Non invitatemi mai a bere...

La maggior parte dei mastri birrai che ho conosciuto lungo il mio cammino sono persone che da ragazzi hanno iniziato a “giocare” con il kit della birra fatta in casa, poi da cosa nasce cosa, la passione diventa qualcosa di più grande e nasce poi il birrificio.

C’è invece chi il mestiere di mastro birraio lo vuole fare fin da ragazzo, non ci pensa proprio al kit della birra fatta in casa e passa direttamente ad una progettazione a lungo termine: fare della birra il punto cardine della vita.

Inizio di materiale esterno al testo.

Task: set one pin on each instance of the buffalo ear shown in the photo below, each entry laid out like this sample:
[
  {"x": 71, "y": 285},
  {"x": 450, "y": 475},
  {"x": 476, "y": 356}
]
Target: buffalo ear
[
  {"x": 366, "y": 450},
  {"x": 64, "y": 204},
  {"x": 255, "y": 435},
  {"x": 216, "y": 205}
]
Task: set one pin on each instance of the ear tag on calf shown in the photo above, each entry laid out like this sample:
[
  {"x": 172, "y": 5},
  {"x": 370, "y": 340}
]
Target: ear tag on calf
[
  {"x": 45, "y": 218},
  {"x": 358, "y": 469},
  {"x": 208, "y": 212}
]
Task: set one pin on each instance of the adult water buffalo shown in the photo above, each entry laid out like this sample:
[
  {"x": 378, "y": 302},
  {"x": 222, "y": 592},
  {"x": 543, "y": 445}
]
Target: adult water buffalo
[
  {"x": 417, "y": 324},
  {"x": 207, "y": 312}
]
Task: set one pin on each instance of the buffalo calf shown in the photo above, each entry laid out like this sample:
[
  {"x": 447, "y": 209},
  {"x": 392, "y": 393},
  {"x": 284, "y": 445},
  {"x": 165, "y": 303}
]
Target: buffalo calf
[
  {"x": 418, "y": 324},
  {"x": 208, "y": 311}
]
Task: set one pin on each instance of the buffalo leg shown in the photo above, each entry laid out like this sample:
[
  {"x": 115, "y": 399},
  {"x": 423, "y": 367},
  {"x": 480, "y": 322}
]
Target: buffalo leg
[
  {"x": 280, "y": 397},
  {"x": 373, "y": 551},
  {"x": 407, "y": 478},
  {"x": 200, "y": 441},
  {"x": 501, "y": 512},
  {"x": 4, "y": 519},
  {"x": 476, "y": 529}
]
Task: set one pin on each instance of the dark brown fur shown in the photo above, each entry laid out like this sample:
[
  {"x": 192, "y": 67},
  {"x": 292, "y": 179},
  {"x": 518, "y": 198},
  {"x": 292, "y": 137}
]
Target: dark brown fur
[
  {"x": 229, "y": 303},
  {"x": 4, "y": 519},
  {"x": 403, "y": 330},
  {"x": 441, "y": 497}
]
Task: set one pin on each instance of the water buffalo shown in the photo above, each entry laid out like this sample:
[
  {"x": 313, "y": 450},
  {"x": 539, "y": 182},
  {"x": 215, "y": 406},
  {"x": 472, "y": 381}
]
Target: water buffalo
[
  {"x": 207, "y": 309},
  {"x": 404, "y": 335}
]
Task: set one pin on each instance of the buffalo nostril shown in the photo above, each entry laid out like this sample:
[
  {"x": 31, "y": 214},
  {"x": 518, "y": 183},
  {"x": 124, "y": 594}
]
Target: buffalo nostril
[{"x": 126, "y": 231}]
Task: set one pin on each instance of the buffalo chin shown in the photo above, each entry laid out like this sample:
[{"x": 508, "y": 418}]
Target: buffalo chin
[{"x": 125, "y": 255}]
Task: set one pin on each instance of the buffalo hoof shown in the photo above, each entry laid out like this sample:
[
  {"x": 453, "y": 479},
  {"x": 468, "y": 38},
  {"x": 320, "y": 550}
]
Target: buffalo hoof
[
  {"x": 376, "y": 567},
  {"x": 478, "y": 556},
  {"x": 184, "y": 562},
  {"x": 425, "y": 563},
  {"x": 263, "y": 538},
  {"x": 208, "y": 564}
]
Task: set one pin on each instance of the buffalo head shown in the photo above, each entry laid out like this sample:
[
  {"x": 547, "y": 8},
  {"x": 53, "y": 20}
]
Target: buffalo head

Tsunami ma con le basi solide

La storia del Birrificio Tsunami di Ceccano ha basi solide proprio perché il punto di partenza era chiaro: “Abbiamo puntato sulla birra fin da ragazzi, è una progettazione che va avanti da tanto tempo e che negli ultimi anni ha visto finalmente la nascita e la crescita del birrificio“.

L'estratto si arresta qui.